At the last school board meeting, a group of Rainier Beach High School students, attended by one teacher, came to ask the board for a simple request: ORCA cards to help them travel to and from school.
The district responded by having a listening meeting with students in mid-December. Any news of solutions will have to wait until after the break.
At the school board meeting, one student describes how on his long walk to school, bus drivers will sometimes take pity on him and give him a lift, and sometimes they won’t, and that makes the difference between being late or on time.
Another said that the lack of help for transportation costs pushed her and other students into stark decisions.
“Students are having to choose between having money for food and money for transportation. College is in my future and transportation is not making it easier to get there.”
Natalia Skolnik, the students’ English teacher, was there with them. In an interview after the meeting, Skolnik said that after listening to the students talk about their difficulties getting to school, she suggested they work on the cause as a way of honing persuasive writing skills, while fixing a serious problem.

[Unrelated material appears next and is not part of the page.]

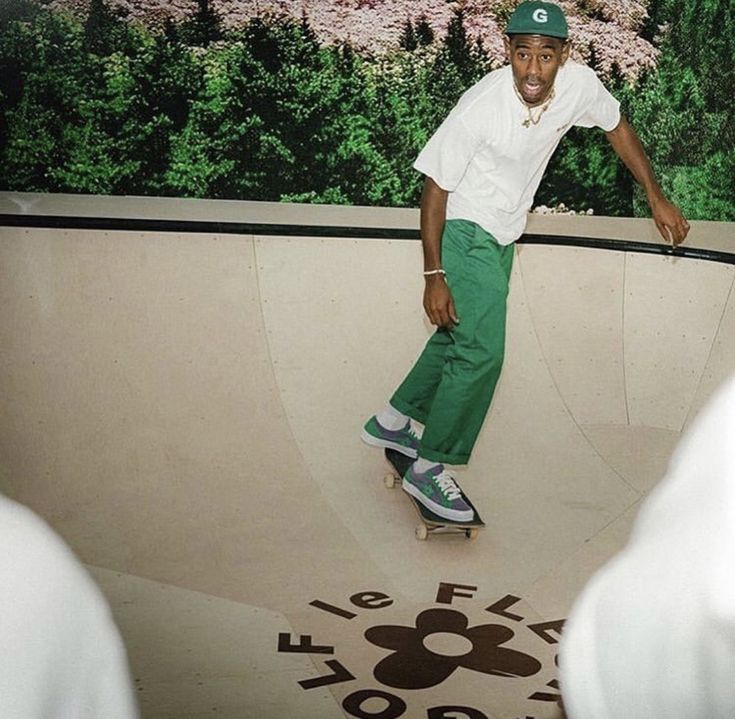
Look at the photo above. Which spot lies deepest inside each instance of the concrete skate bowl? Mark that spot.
(184, 385)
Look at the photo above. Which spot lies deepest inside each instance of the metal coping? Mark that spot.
(336, 231)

The neighborhoods Rainier Beach serves are some of the least pedestrian-friendly areas of the city, if you look at the walk score maps. They’re hilly, and sliced by roaring arterials. Some streets don’t have sidewalks. And some spots can be scary.

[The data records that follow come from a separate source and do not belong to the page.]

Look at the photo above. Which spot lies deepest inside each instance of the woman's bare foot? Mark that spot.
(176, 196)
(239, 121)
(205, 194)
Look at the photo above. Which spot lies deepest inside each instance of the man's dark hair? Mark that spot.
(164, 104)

“Some girls have talked about being approached by men in cars,” Skolnik said.
“Between the girls being afraid to walk an hour in the morning, all the hills and some fights that happen in the neighborhoods, there’s a real threat to walking two and a half miles.”

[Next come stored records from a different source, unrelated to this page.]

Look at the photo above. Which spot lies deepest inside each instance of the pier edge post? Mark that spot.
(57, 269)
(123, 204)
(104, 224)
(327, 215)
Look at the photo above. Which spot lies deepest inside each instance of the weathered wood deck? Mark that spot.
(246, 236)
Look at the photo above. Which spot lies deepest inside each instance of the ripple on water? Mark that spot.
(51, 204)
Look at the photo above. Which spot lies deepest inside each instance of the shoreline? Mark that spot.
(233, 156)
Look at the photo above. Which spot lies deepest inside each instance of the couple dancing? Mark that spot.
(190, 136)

Dan Jurdy, head counselor at the school said the long walks some kids face are a ‘huge factor” in whether they make it to school on time.
“It affects the kids that are the poorest. Within the boundaries of our neighborhood, we have the vast majority of kids who can’t afford ORCA cards.”
Whether kids make it to school on time often depends on the weather and the season, he says. Spring, with its early daylight hours, is a good time for attendance.
Meanwhile, Aki Kurose middle school, which serves part of the same area, is having enormous success in raising attendance.
But at Aki Kurose, any student who lives more than one mile away from school gets picked up by yellow bus, an exception to the usual rule for middle school transportation. At Rainier Beach, students aren’t eligible for an ORCA card unless they live more than two and a half miles from the school.
Aki Kurose principal Mia Williams told me that there are ways for students in hardship situations to be issued with free ORCA cards. There may be, but at Rainier Beach, Dan Jurdy hasn’t heard of any.
“I’ve had several kids accepted to Running Start that dropped out because they couldn’t get an ORCA Card,” he said. “How fair is that?”